I opened my eyes long enough to get a flash of a white
pillow and a white wall beyond. No Luke. I squeezed them tight again and
descended into the blackness behind my eyes which, I knew, extended down to the
depths of my heart.

*

Voices snaked into the silence, sending little slivers of
light to pierce the darkness.

… still not awake?

No.

Well, passing over is never easy on the body, or the
soul. It takes time, Jude.

What if she doesn’t wake up?

She will.

I mean, what if she just doesn’t want to?

She came with you, Jude, when she could have gone into
the white light. She chose you, us. She will want to be with us.

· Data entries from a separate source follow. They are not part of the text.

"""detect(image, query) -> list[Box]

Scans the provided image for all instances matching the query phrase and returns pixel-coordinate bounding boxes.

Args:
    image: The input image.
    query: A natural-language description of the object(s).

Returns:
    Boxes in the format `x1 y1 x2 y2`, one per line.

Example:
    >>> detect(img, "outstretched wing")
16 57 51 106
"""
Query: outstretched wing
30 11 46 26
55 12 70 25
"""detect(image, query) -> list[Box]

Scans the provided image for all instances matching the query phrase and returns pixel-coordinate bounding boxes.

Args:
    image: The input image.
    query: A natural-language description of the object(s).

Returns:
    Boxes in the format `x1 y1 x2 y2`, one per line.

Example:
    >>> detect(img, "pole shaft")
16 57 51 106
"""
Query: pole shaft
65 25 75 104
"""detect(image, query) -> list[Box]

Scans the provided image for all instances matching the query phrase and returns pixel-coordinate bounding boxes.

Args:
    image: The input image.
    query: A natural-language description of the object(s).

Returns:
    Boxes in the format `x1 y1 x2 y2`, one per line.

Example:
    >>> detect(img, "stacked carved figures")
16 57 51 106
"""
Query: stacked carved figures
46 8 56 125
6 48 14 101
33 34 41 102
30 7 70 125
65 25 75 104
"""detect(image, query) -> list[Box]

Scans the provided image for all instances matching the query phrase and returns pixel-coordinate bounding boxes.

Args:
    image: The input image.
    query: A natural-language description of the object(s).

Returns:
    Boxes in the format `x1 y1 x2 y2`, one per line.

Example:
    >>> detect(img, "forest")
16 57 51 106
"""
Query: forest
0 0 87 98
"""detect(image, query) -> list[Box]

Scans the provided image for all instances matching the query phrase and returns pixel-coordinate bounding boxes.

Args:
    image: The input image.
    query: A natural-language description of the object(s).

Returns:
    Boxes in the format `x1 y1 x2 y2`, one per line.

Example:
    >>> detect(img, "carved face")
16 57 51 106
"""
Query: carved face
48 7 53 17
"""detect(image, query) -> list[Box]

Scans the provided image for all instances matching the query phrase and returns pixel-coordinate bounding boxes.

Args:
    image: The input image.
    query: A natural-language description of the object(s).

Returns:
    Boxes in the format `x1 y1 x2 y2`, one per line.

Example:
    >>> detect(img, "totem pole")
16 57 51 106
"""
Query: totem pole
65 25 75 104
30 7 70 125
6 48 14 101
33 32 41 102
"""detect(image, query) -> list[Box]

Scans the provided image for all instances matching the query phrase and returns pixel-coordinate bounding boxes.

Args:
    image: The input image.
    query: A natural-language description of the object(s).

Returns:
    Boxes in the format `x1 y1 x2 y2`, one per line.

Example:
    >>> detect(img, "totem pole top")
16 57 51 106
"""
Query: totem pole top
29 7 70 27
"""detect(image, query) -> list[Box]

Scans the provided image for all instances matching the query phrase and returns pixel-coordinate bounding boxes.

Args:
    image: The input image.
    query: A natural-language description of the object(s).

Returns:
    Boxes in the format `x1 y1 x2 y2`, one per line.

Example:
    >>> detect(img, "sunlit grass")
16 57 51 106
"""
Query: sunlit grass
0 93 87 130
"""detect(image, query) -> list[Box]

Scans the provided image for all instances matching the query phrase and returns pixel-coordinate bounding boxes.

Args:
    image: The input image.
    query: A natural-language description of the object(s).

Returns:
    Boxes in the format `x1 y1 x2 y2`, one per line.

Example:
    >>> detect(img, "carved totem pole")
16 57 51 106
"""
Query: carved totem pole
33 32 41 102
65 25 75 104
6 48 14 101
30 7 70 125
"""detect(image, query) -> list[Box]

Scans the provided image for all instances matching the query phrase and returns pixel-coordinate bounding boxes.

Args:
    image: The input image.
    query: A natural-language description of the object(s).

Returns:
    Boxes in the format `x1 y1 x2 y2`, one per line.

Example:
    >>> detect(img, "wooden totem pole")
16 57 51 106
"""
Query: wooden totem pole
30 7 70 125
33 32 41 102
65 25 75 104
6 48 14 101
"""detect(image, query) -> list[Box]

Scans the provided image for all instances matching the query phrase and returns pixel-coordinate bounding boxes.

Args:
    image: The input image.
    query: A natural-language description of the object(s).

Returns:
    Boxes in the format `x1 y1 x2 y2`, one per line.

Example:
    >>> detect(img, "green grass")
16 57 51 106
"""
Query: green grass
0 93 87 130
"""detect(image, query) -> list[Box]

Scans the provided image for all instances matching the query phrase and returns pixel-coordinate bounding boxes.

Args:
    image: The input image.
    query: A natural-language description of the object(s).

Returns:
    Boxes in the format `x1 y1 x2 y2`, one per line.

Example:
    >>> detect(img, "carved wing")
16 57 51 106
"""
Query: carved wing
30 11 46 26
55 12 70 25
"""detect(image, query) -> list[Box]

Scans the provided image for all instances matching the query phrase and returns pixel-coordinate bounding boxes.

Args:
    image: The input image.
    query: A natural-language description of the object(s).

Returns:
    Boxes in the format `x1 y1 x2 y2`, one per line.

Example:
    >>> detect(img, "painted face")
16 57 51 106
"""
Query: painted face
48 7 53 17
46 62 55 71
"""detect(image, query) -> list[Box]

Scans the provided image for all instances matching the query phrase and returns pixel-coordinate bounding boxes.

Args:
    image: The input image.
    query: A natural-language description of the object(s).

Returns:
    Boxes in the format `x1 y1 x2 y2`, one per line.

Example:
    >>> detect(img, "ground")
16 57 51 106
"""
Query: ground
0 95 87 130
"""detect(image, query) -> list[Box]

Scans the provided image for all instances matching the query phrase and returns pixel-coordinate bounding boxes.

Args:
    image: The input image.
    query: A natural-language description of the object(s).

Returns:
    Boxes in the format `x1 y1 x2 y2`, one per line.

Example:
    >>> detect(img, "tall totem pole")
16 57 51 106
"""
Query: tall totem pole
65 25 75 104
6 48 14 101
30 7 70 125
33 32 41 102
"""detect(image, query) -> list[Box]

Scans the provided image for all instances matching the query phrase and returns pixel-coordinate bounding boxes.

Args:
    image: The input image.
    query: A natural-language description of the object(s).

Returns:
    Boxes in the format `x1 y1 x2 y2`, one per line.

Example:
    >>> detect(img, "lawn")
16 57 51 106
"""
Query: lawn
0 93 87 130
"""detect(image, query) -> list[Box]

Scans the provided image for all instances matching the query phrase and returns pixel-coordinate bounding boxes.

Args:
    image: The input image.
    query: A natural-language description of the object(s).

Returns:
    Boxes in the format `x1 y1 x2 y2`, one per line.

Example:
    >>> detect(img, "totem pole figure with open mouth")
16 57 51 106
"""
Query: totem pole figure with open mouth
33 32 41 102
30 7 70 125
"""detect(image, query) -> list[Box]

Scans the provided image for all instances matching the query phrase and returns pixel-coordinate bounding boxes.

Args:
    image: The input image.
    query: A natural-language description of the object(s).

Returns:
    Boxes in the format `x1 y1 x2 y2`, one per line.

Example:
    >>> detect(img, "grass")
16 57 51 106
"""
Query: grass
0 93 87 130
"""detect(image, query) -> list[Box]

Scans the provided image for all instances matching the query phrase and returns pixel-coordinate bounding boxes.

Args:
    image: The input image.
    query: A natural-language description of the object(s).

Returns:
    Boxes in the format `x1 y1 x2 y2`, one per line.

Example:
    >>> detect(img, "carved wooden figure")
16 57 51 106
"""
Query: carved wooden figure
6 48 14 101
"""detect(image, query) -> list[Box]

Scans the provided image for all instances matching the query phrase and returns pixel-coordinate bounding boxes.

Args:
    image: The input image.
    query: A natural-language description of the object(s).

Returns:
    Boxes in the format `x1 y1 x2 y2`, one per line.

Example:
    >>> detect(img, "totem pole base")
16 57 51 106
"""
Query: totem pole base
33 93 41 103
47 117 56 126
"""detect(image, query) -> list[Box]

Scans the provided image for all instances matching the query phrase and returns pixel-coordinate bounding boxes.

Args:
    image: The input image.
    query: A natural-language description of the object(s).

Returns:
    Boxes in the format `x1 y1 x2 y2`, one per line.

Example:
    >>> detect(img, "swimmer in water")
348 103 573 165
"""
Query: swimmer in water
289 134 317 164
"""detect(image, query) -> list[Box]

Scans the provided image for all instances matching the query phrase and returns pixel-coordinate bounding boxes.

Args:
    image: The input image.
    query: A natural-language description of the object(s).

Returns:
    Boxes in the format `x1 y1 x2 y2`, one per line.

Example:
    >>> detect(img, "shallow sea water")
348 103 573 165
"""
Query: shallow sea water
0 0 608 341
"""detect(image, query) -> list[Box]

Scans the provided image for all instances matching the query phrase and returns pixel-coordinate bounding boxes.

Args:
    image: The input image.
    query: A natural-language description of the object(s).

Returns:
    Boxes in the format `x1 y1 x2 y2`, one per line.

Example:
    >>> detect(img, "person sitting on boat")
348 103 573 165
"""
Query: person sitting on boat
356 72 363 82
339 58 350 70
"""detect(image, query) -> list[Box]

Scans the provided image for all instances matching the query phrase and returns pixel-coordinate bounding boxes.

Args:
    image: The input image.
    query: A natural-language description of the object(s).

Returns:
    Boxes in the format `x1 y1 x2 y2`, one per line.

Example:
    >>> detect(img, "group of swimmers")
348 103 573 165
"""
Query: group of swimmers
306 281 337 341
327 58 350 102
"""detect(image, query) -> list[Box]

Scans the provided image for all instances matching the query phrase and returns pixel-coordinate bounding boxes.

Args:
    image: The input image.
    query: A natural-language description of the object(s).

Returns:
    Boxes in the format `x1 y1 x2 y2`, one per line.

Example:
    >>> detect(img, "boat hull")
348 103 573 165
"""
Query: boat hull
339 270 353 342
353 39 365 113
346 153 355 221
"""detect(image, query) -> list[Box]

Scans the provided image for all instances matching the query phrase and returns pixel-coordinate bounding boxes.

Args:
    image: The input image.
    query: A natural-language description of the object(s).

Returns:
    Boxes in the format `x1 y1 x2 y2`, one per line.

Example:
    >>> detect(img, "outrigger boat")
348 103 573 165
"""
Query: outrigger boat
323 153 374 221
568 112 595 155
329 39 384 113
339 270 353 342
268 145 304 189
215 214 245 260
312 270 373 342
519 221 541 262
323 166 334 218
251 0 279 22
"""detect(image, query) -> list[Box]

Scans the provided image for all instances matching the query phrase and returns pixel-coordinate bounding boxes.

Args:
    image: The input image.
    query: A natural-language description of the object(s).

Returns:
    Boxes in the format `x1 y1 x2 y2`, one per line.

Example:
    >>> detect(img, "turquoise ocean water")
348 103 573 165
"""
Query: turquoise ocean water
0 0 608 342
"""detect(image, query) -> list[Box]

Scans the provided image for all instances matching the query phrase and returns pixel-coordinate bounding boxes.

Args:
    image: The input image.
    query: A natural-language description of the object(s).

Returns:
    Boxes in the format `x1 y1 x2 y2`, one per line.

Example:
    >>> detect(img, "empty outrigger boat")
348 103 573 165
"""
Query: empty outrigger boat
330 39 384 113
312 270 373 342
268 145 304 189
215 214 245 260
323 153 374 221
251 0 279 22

She’s spirited, though. When she finds out –

She will step up and do her duty. It’s simple… But you
still look worried.

I just don’t want her to hate me.

Why would she? After all you’ve done for her… She won’t
hate you. Quite the opposite.

She loves Luke.

And she has let him go.

Then why doesn’t she wake up?

Patience, Jude. She will when she’s ready, and then
you’ll have all the time in the world.

‘No,’ I wanted to say, ‘I already had my time. I had my
eternity. I had infinity in the palm of my hand. And it was gone too soon.’ But
what was the point of arguing? What was the point of anything?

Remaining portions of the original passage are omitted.